Когда мы теперь листаем подшивки пожелтелых газет семидесятых годов прошлого столетия, то замечаем, что и тогда по всему свету прокатилась волна сенсации, восторга и всеобщего интереса к археологическому подвигу, подобная той, свидетелями которой мы были в двадцатых годах. В то время человеком, чье имя чаще всего произносилось в Европе и Америке, был Шлиман, а его Троя была главной темой дня.
Чем это объяснить? Девятнадцатое столетие – век великих открытий археологической науки. Однако ни одно из них не оказалось в центре столь всеобщего внимания, как результаты работы Шлимана. Надо, правда, признать, что вряд ли какие-либо другие находки имели столь огромное, столь революционизирующее значение, как находки Шлимана. Этого, однако, нельзя было понять в момент открытий, тем более большинству тех, кто ими восхищался.
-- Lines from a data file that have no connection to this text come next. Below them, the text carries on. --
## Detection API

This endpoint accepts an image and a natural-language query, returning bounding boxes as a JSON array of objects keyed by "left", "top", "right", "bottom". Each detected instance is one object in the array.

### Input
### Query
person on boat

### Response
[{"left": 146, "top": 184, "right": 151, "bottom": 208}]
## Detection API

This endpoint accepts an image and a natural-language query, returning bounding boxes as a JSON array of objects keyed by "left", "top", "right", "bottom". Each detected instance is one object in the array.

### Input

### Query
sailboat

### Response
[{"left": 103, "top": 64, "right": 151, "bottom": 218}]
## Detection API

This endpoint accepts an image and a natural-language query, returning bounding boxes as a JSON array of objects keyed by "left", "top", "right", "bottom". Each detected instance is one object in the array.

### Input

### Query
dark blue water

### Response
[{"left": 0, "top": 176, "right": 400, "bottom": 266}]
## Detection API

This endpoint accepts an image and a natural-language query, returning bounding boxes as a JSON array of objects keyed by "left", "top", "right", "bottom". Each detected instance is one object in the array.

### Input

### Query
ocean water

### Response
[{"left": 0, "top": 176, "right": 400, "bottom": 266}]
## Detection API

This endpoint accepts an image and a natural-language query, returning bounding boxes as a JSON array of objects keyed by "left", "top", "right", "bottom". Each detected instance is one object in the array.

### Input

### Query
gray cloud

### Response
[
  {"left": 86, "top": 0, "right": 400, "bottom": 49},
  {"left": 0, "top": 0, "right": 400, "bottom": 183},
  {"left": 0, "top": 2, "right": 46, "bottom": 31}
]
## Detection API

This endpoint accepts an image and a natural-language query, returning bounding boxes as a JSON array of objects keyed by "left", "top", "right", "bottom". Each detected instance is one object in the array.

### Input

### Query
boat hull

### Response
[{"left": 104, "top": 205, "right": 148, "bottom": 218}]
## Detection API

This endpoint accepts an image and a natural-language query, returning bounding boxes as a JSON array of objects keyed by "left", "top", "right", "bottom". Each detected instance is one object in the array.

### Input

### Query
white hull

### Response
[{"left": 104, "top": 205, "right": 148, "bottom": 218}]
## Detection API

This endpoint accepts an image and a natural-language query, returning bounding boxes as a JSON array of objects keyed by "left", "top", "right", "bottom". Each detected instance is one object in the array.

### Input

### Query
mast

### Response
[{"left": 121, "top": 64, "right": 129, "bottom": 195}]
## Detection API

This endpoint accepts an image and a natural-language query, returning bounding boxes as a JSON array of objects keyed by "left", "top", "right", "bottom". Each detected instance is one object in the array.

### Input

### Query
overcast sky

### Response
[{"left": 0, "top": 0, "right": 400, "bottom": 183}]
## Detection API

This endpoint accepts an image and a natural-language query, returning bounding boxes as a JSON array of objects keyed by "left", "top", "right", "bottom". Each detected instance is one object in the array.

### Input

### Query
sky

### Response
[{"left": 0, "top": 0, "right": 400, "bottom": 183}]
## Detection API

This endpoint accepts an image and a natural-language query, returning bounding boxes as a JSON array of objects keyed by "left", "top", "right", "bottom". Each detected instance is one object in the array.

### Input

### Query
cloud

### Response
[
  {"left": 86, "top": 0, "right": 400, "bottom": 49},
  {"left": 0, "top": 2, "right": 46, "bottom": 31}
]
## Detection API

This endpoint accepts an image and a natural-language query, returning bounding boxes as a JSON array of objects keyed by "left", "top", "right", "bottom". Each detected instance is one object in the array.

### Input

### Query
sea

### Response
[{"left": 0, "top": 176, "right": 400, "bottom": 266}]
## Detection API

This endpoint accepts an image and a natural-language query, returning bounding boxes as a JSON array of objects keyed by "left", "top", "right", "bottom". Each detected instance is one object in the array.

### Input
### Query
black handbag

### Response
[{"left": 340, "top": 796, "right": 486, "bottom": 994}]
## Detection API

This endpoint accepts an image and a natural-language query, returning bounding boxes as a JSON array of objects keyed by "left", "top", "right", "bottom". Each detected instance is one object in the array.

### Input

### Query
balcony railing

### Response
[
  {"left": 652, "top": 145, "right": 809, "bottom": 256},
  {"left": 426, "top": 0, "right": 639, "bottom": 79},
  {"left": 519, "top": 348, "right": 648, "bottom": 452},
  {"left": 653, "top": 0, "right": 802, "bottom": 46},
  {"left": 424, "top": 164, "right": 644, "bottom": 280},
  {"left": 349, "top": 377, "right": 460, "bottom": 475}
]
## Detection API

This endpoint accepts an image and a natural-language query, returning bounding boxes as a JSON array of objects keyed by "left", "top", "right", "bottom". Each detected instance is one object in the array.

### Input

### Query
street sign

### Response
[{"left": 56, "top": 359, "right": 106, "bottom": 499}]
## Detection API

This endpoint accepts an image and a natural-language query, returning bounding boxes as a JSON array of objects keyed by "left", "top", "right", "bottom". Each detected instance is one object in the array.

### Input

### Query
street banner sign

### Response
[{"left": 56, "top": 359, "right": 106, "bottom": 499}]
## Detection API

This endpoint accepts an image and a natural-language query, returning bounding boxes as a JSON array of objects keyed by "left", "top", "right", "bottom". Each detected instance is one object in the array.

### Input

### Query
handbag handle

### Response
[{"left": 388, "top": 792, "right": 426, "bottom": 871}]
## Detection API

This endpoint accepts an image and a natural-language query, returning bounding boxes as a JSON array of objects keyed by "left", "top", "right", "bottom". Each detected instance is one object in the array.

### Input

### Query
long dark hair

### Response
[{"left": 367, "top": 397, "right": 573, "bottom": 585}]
В ту пору, когда Шлиман работал в Трое, Хуман обнаружил в Пергаме, лежащем несколько южнее Трои, знаменитый алтарь. Для перевозки находок в Берлин было использовано и учебное судно императорского флота. Один гардемарин послал своим родителям восторженное письмо о Хумане и Пергамском алтаре. Каково же было его удивление, когда несколько недель спустя он получил недовольный ответ отца. Тот упрекал сына в невежестве: фамилия ученого, проводившего раскопки, вовсе не Хуман, а Шлиман, пора бы ему знать, да и, кроме того, место называется не Пергам, а Пергамос, что означает: акрополь Трои!